Bunun yanında aramızdaki şakalar unutuldu, mizah anlayışımız hayli zayıfladı, tahammül ve sabır geleneklerimiz unutulup, manevi değerlerin yerini 'maddi' değerler almaya başladı!.. En küçük bir tartışmada birbirimize saldırır, yaralar, öldürür olduk!.. En küçük anlaşmazlıkta birbirimiz hakkında yıkıcı rakamlarla 'Tazminat Davaları' açmaya kalkışır olduk!.. Bizleri her gün yaratıcı fıkralarla ve karikatürlerle güldüren insanlarımız sanki buhar olup uçtular!.. Ne tiyatrolar kaldı, ne sinema salonları, ne yeni besteler çıkıyor, ne de yeni şiirler ve filmler!.. Yoksa insanlarımız hayallerinden sonra, umutlarını da mı toptan yitirdiler, ne!?

Aralık ayı başında Diyanet İşleri Başkanlığı'nın Cuma hutbelerinde 'Yağmur Duası' başlatması üzerine, bazıları buna olumlu bakarken, bilimsel çevrelerden bazı eleştiriler de gelmişti, hatırladınız mı? İşte bu yağmur duasına özenip, Şanlıurfa İlimizin bir köyünde çok sık kesilen ve uzun süre gelmeyen elektrikler yüzünden sularının kesildiğini, öğrenci çocuklarının internetteki derslerini izleyemediklerini, süt inekçiliği yapanların hayvanlarını sağamadıklarını, buzdolapları çalışmadığı için yiyeceklerinin bozulduğunu söyleyip, onlar da elektriklerinin kesilmemesi için, köy erkekleri meydanda toplanıp, onlar da bir "Elektrik Duası" yapmışlar, görüntüleri bütün TV'lerde ilgiyle izlenmiş, insanlarımızı biraz olsun gülümsetmişlerdi...

Siz misiniz elektrik duası yapan; DEDAŞ hemen bu köylüler hakkında dava açıp, cezalandırılmalarını istemiş, iyi mi?
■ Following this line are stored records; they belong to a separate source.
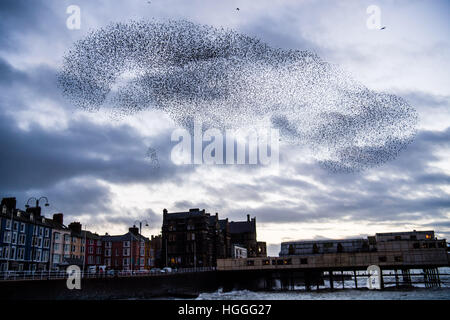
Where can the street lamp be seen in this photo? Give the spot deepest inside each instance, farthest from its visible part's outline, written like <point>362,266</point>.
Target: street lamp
<point>140,225</point>
<point>140,233</point>
<point>27,205</point>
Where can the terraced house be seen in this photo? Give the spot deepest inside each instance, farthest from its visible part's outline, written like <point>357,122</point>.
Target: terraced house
<point>25,238</point>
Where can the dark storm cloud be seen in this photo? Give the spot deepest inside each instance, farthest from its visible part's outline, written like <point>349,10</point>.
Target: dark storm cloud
<point>356,197</point>
<point>231,80</point>
<point>41,158</point>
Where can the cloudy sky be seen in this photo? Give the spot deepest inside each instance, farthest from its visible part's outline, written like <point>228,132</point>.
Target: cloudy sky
<point>93,166</point>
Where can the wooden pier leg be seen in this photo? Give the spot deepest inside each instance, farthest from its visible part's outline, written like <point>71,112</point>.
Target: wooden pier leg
<point>330,276</point>
<point>425,277</point>
<point>307,281</point>
<point>438,278</point>
<point>396,279</point>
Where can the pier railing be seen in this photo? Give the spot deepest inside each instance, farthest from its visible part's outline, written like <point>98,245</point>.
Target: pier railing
<point>62,274</point>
Peki DEDAŞ mahkemede bu köylüleri neyle suçlayacak? Adamlar sadece dua etmişler, kimseye küfür etmemişler, hakaret yağdırmamışlar, silâhlı bir saldırıda bulunmamışlar, elektrik tellerine, direklere, trafolara bir zarar vermemişler, kimseyi hedef alıp da haksız iftiralar atmamışlar!.. Ne yapacaksınız? Yoksa son yıllarda moda olan 'Üyesi olmamakla birlikte FETÖCÜ' diye mi, 'PKK teröristi' diye mi suçlayacaksınız!?

Hani bu ülkede her şey "Özelleşince Güzelleşecekti?" Siz bu adamları dava edeceğinize, bu sorunlarını yerinde inceleyip de, gerekli tamirat-tadilâtları yapsaydınız, bu kesintiler olur muydu!? Kabahatin kökü sizdeyken, suçunuzu bastırmak için dua eden köylüleri dava ediyorsunuz, oh ne kestirme, ne zahmetsiz ve ne kadar ucuz bir yol bu!? "Korkut, Sustur, Zahmetsiz Kazanca Devam!" öyle mi? Size kolay gelsin de, adaleti ne yapacaksınız!? Yarın bu mahkemeyi kaybederseniz ne halt edeceksiniz!? Ya da, sadece dua eden köylüleri suçlu yaparsanız ne kazanacaksınız!?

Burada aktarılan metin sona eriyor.